From Trump to refugees: ripple effects of Brussels attack

Paris (AFP) - As Brussels reels from an attack by Islamic State jihadists, analysts warn of a ripple effect that could further whip up populist sentiment on the continent and in the United States.

Across the Atlantic Ocean, Tuesday's bombings in the Belgian capital have provided fodder for Donald Trump's divisive electoral campaign while in Europe they risk hardening responses to the refugee crisis.

Analysts warn that at a time when unity is more crucial than ever, the attack could create divisions that will make it harder to tackle IS and the crises it has spawned.

"The risk is a spiral where our reaction to this very real threat makes matters worse, not better," said Thomas Wright, an analyst at the Brookings Institution's Centre on the United States and Europe.

So what could the fallout be from the latest IS attack?

- Refugee crisis -

Over one million refugees and migrants, nearly half of them Syrian, arrived in Europe last year alone, creating an unprecedented crisis that has created deep rifts between EU members over how to respond.

Public opinion was already hardening against the refugees as their numbers swelled, and news that jihadists may have used the migrant route to re-enter Europe has added to concerns.

Several EU countries have re-imposed border controls and limited the number of migrants they will accept, leaving thousands stuck in grim conditions at European crossings.

The attack on Brussels, which left 31 dead, was likely to make matters worse for the refugees, with Poland's Prime Minister Beata Szydlo quick to say her country would no longer take in the agreed 7,000 refugees.

"The refugee and terrorist crises are completely different topics but obviously public opinion links them," said Dominique Moisi of the French Institute for International Relations.

"The more you see terrorist activities the less you want to see refugees, which is very unfair for the refugees but this is part of the emotional response of public opinion."

Wright said a tougher stance on migrants would do little to prevent further attacks.

"Many of these terrorists are already residents or citizens of Europe. They wouldn't be stopped by tougher migration laws," he told AFP.

- Rise of right-wing populists -

The refugee crisis and Islamic State threat have pushed voters into the arms of right-wing parties. One has already taken power in Poland, while others are experiencing a surge in support from Slovakia to Sweden, Austria to France.

The latest attack could deepen support for such parties.

"It seems like it could play into the hands of the populists and the nationalists. Their message of closing borders, of greater intolerance may have added resonance after the attacks," said Wright.

However, he said their policies would be "counterproductive".

"The answer is not to reimpose borders, target Muslim communities or pull out of the European Union -- the answer is increased co-operation between countries, engaging Muslim communities and isolating IS."

- Brexit -

Will yet another attack on European soil direct more Britons to tick the 'Leave' box in a June referendum on membership of the EU?

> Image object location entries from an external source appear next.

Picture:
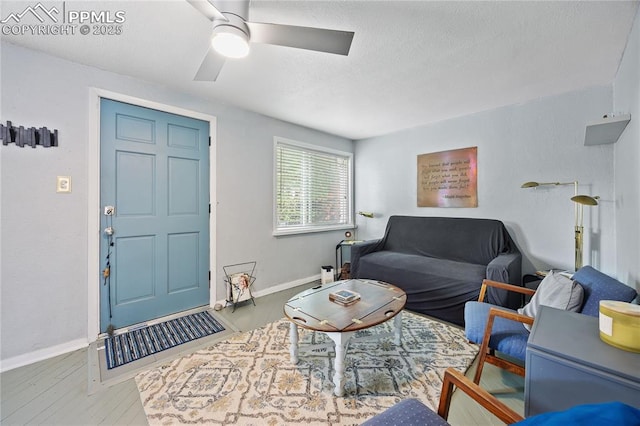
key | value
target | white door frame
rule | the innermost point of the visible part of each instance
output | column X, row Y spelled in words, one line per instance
column 93, row 195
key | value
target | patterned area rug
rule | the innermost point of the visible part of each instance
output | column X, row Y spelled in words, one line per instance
column 249, row 379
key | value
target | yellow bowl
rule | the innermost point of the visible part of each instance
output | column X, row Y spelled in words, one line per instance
column 620, row 324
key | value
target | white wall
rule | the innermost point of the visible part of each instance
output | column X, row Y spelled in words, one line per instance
column 626, row 97
column 44, row 241
column 539, row 141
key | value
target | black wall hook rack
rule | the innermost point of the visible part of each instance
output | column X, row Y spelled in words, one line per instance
column 31, row 136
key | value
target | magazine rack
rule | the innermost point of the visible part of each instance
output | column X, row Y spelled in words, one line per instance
column 239, row 279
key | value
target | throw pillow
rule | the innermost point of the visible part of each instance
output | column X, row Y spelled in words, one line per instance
column 556, row 291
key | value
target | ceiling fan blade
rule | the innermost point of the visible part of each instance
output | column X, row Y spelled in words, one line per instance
column 309, row 38
column 207, row 9
column 211, row 66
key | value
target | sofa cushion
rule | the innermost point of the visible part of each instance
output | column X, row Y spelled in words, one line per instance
column 556, row 291
column 508, row 337
column 435, row 287
column 407, row 412
column 470, row 240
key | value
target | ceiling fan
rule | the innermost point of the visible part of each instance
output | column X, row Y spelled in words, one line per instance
column 232, row 33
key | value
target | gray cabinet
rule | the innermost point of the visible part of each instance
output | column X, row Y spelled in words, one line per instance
column 567, row 364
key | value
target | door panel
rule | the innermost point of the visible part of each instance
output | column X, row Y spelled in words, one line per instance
column 155, row 172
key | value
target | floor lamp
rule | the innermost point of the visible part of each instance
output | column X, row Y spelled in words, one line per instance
column 580, row 201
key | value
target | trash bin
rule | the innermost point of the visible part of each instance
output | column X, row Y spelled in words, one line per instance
column 326, row 274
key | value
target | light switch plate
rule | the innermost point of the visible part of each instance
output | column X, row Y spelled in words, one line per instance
column 63, row 184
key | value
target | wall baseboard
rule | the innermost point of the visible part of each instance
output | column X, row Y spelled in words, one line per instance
column 46, row 353
column 41, row 354
column 281, row 287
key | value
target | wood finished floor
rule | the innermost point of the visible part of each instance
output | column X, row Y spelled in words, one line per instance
column 57, row 391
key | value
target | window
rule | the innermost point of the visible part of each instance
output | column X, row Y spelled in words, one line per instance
column 312, row 188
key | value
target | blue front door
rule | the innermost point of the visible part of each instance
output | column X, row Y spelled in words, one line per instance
column 155, row 175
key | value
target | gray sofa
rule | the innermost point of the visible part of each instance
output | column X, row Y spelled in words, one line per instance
column 440, row 262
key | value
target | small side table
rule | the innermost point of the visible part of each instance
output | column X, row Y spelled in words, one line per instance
column 343, row 250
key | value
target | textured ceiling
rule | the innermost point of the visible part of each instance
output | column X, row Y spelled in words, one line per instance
column 411, row 63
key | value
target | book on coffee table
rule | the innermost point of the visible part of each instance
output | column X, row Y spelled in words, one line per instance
column 344, row 297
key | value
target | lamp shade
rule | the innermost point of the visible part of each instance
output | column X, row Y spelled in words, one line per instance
column 230, row 41
column 585, row 200
column 529, row 185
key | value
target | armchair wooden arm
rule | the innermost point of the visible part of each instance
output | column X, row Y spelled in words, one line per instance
column 485, row 399
column 486, row 355
column 504, row 286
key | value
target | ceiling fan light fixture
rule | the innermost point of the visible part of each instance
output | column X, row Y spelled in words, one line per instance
column 230, row 41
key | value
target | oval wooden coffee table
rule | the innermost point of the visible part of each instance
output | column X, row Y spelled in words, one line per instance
column 312, row 309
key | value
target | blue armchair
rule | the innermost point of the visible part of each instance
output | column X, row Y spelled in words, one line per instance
column 413, row 412
column 499, row 329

The eurosceptic UK Independence Party (UKIP) immediately seized upon the Brussels attacks, saying they showed that "lax border controls are a threat to our security."

"Rationally, the Brits should not leave Europe," said Moisi.

"Emotionally they may feel they want to as a kind of protest gesture against their own elites and an irrational feeling of self-protection against terrorism.

"Six months ago I would have said the British would vote to stay in Europe, today I am much less sure."

- US election -

Donald Trump credits his surprising juggernaut in the Republican presidential race to the IS attacks on Paris.

"Something happened, something called Paris," he said during a recent rally.

"This whole run took on a whole new meaning ... We need protection in our country. And all of a sudden, the poll numbers shot up."

He has used the IS threat to argue for a total ban on all Muslims entering the country. He also wants laws that permit torture of terror suspects.

Trump seized on the Brussels attacks saying anyone who tried the same in the US would "suffer greatly".

Wright said the bombings "could benefit those who are calling for closing borders, defining this as a clash of civilisations and saying Islam is the enemy."

However, he points out that the mood could change as the election shifts gears from the party primaries to candidates facing the country as a whole.

"My view is that American people are more tolerant, they want to work with other countries. They don't see Islam as the enemy."